The fallacy involved here is that is has been shown fairly conclusively now, as neatly summed up in books like those of Miller, Duncan and Hubble,1 that it is not the therapeutic techniques that produce the good or bad outcomes. The research shows that there are four main factors involved in therapy: what the client brings; how good or bad the relationship is; what the therapist does; and expectancy, hope and placebo factors. What it also shows is that this represents the order of effectiveness in producing good outcomes. What the client brings, in terms of readiness to work, is the most effective factor, accounting for about 40 per cent of the results. The relationship comes next, and we now understand, with the help of relationship theory and research, why this should be.
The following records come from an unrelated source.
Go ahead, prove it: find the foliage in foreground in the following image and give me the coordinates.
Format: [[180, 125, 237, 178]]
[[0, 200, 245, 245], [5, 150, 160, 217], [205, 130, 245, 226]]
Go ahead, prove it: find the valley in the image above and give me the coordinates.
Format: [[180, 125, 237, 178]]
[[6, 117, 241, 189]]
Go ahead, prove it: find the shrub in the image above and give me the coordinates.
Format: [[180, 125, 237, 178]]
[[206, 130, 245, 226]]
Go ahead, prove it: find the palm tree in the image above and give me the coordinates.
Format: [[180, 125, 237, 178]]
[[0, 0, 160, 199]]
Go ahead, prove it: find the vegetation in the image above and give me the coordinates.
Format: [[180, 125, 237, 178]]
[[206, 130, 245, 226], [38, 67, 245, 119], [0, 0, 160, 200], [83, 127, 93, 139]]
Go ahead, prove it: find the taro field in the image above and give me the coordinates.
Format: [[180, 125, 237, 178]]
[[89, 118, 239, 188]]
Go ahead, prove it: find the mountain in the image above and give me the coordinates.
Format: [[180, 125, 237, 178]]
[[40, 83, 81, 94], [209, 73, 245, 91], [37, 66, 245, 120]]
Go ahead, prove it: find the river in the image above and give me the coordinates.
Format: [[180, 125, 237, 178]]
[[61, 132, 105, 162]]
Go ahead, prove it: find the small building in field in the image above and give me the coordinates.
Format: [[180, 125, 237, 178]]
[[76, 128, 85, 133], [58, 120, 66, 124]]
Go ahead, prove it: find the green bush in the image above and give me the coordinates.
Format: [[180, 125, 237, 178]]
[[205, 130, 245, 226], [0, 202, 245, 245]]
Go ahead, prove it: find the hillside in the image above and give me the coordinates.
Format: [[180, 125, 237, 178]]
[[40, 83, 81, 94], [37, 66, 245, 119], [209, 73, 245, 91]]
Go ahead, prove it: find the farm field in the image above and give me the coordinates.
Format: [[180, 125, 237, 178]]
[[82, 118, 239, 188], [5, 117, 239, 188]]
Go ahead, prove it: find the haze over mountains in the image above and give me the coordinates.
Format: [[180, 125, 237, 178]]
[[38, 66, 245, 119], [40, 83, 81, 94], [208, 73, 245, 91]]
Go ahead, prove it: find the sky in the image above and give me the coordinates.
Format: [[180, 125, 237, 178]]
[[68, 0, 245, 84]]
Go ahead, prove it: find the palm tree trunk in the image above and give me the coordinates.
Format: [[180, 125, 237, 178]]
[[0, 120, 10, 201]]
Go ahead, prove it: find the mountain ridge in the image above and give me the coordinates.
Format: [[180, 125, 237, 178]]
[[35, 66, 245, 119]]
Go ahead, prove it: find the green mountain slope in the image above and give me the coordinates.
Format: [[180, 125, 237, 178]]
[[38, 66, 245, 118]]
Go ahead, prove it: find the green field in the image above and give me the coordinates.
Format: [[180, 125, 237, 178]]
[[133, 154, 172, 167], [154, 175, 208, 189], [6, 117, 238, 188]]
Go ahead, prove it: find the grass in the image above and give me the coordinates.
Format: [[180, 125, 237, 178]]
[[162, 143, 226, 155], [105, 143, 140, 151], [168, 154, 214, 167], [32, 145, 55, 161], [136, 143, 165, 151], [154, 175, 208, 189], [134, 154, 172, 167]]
Smaller still is the contribution of the therapist and the techniques of therapy.
Yet the whole vast apparatus of the RCT system is on the techniques of the therapist. It is these techniques which can be most easily measured and controlled; it is these techniques which can be manualised in technical handbooks. And it is these techniques which are the least relevant factor in accounting for outcomes.
In other words, the RCT enthusiasts are measuring away, getting more and more accurate and effective, but attending to the wrong thing. These researchers, it seems, are doggedly measuring techniques and taking these to be the most important variables, as if they just cannot believe that it is not the techniques that do the work. It must be, they cry, it just must be – how could it be anything else? But this is irrational, just as irrational as the famous case of continually going into the same channel in the maze because that is where the cheese should be! But measuring the incidence of the techniques because that is where the cause should be is just as irrational.
This is such an obvious point that I find it hard to understand why it is not made more often. Anyway, here is it for now.
1. Miller S, Duncan BL, Hubble MA. Escape from Babel: toward a unifying language for psychotherapy practice. New York: WW Norton; 1997.
© British Association for Counselling and Psychotherapy 2011.